Единство и разнообразие

Единство и разнообразие

Материалистически понятый принцип единства мира берет как мир в целом, так и любую из его сторон в трех взаимно дополнительных аспектах, на трех уровнях: прежде всего, это нечто само по себе, единственное и неповторимое, внутренне самодостаточное; потом в этой единичности проступают какие-то детали, и она предстает целым миром внутренних различений и внешних связей; наконец, все эти различия складываются в нечто целостное, в единство, способность изменяться, оставаясь собой. Такое "тройственное" строение принципа единства мира лишь воспроизводит (и в какой-то мере "имитирует") строение мира самого по себе и его самовоспроизводство в повторяющихся на разных уровнях циклах рефлексии. Таково же и строение человеческой деятельности, включая и художественное освоение мира, и его познание. Разумеется, нельзя представлять себе такое "триединство" как простую последовательность: развертываться иерархия может очень разными способами — но все они внутренне связаны, это представления одного и того же. В частности, названия философских категорий у разных авторов (особенно в разных языках) могут значительно различаться — это не меняет сути дела. Так, мы видим мир и как нечто уникальное, и как универсум всех его особенных проявлений, и как целостность, единство всех частностей; с легкой руки Гегеля в философии стала популярна логическая триада: вещь в себе, вещь для себя, вещь в себе и для себя. Никому не возбраняется для каких-то целей изобрести иные способы говорить о разных аспектах единства. В конце концов, вовсе не обязательно строить схемы из трех категорий — и было бы неразумно натягивать триады на все подряд. Иногда бывает нужно упереться и стоять на своем, не допуская никаких альтернатив. В других случаях приходится делать выбор, вставать на чью-то сторону. Философия не набор формул — это источник принципов, которые каждый развивает по-своему и под себя. Разные способы утверждения единства — неотъемлемая часть единства.

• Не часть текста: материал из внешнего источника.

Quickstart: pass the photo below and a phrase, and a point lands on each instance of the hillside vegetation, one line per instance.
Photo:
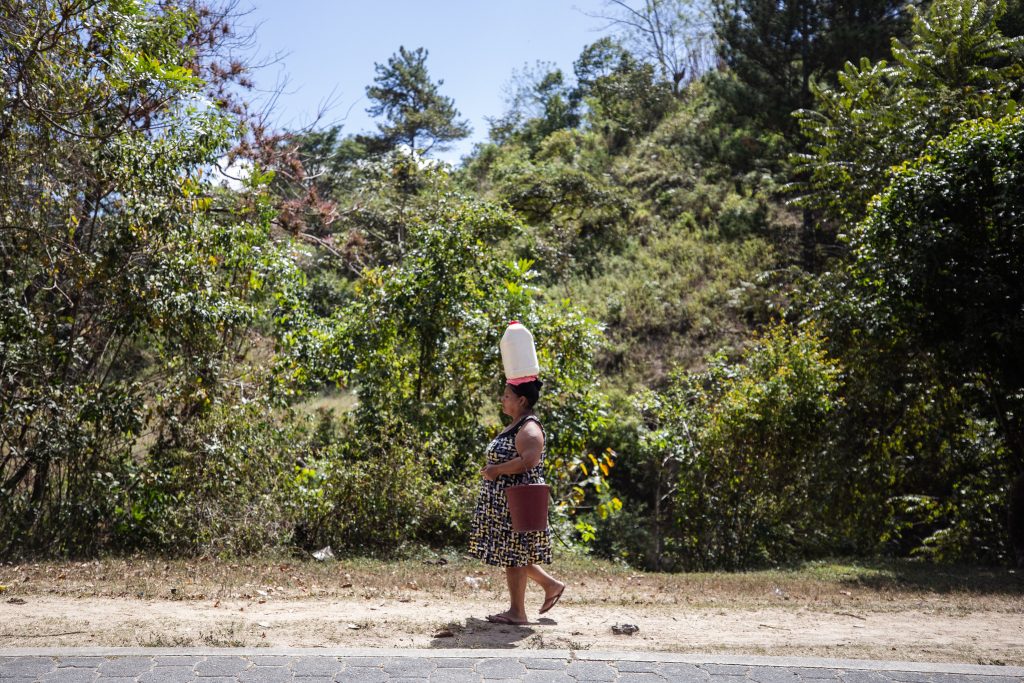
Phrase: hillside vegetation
(774, 266)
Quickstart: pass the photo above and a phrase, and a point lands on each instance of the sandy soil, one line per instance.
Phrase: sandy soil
(440, 607)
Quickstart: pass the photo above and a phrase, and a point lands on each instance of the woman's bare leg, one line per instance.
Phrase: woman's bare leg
(551, 586)
(516, 579)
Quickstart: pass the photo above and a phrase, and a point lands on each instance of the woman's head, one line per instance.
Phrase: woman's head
(520, 397)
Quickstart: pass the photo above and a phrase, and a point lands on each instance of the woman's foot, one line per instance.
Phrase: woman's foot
(551, 596)
(508, 617)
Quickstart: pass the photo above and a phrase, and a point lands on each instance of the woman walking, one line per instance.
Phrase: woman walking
(514, 457)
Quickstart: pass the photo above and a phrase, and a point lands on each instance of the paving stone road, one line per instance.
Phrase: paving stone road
(315, 666)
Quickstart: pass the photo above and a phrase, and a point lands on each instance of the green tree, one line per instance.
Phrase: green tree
(130, 287)
(955, 66)
(777, 49)
(940, 259)
(416, 114)
(625, 98)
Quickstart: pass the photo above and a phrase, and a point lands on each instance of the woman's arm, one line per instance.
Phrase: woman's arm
(529, 445)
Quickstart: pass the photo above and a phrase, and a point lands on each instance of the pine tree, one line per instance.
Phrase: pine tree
(417, 115)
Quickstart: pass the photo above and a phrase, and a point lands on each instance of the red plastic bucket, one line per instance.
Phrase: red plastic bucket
(528, 505)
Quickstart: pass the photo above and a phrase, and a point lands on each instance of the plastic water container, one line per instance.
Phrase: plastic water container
(518, 352)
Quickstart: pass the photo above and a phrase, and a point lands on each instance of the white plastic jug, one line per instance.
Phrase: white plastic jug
(518, 352)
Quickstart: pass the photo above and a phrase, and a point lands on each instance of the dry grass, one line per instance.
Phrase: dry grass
(872, 587)
(896, 611)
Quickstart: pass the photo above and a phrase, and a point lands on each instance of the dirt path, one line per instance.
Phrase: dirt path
(416, 606)
(979, 637)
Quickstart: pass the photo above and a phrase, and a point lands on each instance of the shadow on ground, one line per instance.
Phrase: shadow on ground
(478, 633)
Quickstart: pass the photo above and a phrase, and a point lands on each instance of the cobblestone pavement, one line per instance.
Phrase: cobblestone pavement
(305, 666)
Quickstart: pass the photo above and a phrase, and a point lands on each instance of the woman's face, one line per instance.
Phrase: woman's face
(512, 403)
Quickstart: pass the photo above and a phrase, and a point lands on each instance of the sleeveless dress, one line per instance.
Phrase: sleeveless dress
(492, 538)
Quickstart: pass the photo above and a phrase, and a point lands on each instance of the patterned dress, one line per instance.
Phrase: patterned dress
(492, 538)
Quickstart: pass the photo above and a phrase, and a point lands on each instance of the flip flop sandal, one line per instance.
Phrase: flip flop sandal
(551, 602)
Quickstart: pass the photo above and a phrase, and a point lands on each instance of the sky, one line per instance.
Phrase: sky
(328, 49)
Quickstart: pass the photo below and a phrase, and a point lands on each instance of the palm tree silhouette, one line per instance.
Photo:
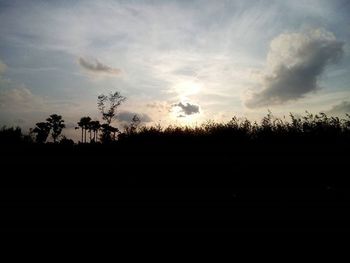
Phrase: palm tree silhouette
(56, 123)
(84, 124)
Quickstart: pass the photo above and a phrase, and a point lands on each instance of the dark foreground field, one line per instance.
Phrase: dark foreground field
(154, 188)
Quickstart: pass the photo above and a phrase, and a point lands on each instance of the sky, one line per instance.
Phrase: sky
(177, 62)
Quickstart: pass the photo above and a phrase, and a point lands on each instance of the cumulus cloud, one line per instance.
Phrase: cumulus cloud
(340, 109)
(2, 67)
(295, 62)
(187, 108)
(126, 116)
(97, 67)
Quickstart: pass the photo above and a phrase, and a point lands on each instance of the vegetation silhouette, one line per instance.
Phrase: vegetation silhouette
(237, 170)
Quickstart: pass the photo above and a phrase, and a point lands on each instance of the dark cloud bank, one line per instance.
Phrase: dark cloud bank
(97, 67)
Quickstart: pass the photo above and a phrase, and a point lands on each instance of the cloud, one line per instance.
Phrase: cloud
(187, 108)
(340, 109)
(2, 67)
(126, 116)
(97, 67)
(295, 62)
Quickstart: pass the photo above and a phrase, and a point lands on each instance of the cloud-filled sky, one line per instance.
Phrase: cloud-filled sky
(177, 62)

Целостность отличается от цельности тем, что в целостности сняты (следовательно, предполагаются) многочисленные различения и определенности, которых в цельности просто-напросто нет: цельность нерасчленима и неопределенна. Это даже не однородность — поскольку, говоря об однородности, мы имеем в виду одинаковость различимых частей. В математике похожая идея представлена понятиями точки, нуля (= бесконечность), единицы, тождества — и эти первичные понятия принципиально неопределимы, неформальны; от их интерпретации зависит строение математической теории. Таковы и первичные понятия любой другой научной теории, и основные элементы образной системы всякого художника, и главные жизненные ориентиры.

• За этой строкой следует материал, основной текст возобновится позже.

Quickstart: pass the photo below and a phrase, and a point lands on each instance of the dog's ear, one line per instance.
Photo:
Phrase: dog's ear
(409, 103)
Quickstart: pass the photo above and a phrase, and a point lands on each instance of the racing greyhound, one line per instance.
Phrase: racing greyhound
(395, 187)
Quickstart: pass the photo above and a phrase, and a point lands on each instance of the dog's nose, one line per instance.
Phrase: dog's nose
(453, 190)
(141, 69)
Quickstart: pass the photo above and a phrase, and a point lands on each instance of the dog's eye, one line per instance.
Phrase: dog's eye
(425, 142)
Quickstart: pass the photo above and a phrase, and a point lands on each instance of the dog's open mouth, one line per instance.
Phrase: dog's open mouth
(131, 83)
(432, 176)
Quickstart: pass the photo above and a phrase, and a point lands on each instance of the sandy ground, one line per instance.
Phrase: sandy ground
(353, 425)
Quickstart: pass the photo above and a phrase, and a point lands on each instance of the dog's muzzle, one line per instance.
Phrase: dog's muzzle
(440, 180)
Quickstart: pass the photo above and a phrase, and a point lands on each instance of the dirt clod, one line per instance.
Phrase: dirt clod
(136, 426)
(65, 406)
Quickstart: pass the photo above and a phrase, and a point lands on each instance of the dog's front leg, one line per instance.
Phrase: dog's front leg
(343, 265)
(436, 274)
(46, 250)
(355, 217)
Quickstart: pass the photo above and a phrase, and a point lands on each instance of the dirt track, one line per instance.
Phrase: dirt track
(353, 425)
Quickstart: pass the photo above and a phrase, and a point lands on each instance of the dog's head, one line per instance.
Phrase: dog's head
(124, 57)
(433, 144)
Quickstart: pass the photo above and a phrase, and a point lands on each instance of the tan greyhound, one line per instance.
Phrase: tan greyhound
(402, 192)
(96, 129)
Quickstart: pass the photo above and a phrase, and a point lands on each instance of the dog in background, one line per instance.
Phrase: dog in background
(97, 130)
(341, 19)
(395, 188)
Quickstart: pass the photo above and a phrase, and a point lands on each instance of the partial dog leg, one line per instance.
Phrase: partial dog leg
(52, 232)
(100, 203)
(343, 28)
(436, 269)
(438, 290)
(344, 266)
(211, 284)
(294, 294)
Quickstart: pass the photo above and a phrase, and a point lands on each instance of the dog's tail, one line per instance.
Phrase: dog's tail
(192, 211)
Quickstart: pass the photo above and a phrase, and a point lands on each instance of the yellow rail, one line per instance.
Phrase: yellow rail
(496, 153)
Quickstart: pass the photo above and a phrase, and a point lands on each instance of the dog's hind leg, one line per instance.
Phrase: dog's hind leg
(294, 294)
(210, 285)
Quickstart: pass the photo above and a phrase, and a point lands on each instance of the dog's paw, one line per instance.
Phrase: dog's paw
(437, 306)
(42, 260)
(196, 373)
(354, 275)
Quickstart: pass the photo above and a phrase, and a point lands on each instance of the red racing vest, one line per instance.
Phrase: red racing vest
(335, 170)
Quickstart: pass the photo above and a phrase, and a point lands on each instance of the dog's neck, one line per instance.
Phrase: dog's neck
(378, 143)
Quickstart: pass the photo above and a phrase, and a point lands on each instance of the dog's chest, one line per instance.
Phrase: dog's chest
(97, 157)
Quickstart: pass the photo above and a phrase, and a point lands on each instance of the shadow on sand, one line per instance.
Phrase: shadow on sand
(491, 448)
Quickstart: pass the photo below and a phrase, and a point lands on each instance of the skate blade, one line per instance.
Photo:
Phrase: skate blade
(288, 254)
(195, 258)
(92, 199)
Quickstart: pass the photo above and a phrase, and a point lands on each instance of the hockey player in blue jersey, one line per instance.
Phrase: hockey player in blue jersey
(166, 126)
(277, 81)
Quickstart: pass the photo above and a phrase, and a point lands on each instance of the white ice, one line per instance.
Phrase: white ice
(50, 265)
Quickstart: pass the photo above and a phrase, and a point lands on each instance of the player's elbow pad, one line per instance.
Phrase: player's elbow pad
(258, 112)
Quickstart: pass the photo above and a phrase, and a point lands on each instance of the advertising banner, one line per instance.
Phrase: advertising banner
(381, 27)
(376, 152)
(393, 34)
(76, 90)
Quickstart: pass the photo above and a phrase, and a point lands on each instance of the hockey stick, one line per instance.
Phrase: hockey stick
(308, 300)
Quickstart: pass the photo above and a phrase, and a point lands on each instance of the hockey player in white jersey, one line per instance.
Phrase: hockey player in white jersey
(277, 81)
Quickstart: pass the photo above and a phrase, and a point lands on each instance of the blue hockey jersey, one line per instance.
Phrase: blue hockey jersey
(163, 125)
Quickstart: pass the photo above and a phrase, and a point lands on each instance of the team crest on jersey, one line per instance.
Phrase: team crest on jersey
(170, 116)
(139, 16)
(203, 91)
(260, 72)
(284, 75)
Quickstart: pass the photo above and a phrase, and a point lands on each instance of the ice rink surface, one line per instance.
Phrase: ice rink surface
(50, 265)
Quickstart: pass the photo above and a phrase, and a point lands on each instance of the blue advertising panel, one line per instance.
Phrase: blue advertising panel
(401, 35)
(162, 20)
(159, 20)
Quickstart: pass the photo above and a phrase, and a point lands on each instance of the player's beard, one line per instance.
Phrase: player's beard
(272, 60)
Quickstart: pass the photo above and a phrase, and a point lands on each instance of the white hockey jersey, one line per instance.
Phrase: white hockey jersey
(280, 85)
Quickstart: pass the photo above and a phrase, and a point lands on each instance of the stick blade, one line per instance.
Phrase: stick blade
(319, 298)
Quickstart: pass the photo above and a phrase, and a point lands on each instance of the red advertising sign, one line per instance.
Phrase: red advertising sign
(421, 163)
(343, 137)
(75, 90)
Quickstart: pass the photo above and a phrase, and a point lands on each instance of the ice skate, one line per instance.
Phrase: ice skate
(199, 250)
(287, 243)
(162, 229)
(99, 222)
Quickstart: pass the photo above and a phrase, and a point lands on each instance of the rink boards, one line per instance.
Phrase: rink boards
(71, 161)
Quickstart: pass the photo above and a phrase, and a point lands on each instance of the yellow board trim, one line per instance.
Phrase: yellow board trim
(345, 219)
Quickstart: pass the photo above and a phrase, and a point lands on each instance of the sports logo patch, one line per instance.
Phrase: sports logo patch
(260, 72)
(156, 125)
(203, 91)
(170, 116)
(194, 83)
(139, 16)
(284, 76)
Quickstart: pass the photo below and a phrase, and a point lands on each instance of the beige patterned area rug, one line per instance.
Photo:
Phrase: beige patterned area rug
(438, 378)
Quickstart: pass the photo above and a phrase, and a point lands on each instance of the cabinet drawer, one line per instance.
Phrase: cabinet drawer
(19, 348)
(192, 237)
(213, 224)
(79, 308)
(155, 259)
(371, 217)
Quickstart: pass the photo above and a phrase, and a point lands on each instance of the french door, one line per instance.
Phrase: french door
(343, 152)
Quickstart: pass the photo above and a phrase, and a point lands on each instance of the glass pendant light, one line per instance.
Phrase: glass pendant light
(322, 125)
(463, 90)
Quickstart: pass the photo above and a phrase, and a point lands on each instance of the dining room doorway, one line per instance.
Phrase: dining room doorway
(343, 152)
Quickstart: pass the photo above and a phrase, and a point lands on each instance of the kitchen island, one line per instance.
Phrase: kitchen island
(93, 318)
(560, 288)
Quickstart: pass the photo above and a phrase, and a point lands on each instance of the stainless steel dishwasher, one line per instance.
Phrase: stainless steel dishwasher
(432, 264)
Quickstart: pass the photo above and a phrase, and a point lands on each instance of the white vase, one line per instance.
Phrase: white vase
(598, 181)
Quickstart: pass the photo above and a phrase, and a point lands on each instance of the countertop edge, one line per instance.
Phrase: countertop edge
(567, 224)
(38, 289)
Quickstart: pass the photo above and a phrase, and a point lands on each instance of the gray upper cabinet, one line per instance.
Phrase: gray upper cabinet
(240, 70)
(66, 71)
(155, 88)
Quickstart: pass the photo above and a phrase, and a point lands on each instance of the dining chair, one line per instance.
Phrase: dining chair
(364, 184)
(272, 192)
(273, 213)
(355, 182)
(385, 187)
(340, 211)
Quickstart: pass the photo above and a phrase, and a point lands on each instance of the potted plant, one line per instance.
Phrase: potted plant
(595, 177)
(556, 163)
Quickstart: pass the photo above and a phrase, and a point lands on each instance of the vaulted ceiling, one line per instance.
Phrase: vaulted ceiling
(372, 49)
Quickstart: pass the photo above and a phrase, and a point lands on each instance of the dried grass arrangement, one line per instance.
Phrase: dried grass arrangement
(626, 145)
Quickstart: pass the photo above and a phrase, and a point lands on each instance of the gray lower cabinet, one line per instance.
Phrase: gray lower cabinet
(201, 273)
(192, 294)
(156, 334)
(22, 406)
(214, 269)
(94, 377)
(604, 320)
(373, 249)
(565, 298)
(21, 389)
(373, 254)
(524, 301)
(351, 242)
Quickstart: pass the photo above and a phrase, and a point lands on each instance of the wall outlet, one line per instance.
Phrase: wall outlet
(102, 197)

Чтобы прийти к целостности, нужно сначала нарушить цельность, превратить ее в целость (или целокупность), то есть противопоставить целому — его части (и, следовательно, другие целые). Таким образом, целостность есть единство цельности и целости, их взаимопревращение. Такой динамичный, живой характер целостности проявляет ее то как одно, то как другое, показывает с разных сторон. Кому показывает? Для каждой единичной целостности — прежде всего другим единичным целостностям, среде. Мир в целом являет себя чисто рефлективно, самому себе. Это значит, что в явлении — мир становится целым, включающим различные части, различные стороны одного. Мир как то, что является, — это одна сторона явления; мир как то, чему является, — другая сторона. И только как единое этих двух сторон, как их целое — мир становится явлением, целостью. Противоположность целости, цельность, представляет мир (а также любую единичную вещь) как сущность. "Внутри" сущности нельзя выделить ничего определенного, здесь существенно только то, что она есть. Любые попытки отыскать в сущности какие-либо качества, либо иные определенности, — приводят к ее распаду на более "простые" сущности, которые, в свою очередь, могут распадаться дальше — и так без конца. Что такое — определять сущность? Это значит, столкнуть ее с другими сущностями, каким-то способом воздействовать на нее и наблюдать реакцию. А значит, ставить ее в определенные внешние условия, взять ее в каком-то определенном отношении; в этом отношении сущность как-то проявляет себя —порождает явление. В другом контексте та же сущность проявит себя иначе. В итоге мы приходим, с одной стороны, к пониманию сущности как единства всех ее проявлений, а с другой, к идее явления как одного из обращений иерархии сущности. Оказывается, что сущность и явление неотделимы друг от друга, это разные стороны одной целостности, действительности. В действительности, в иерархичности, соединены все возможные обращения иерархии, вместе с условиями их появления. С этой точки зрения целостность мира есть его действительность: взаимосвязь, взаимопереход и взаимопревращение сущности и явления как особых типов цельности и целости.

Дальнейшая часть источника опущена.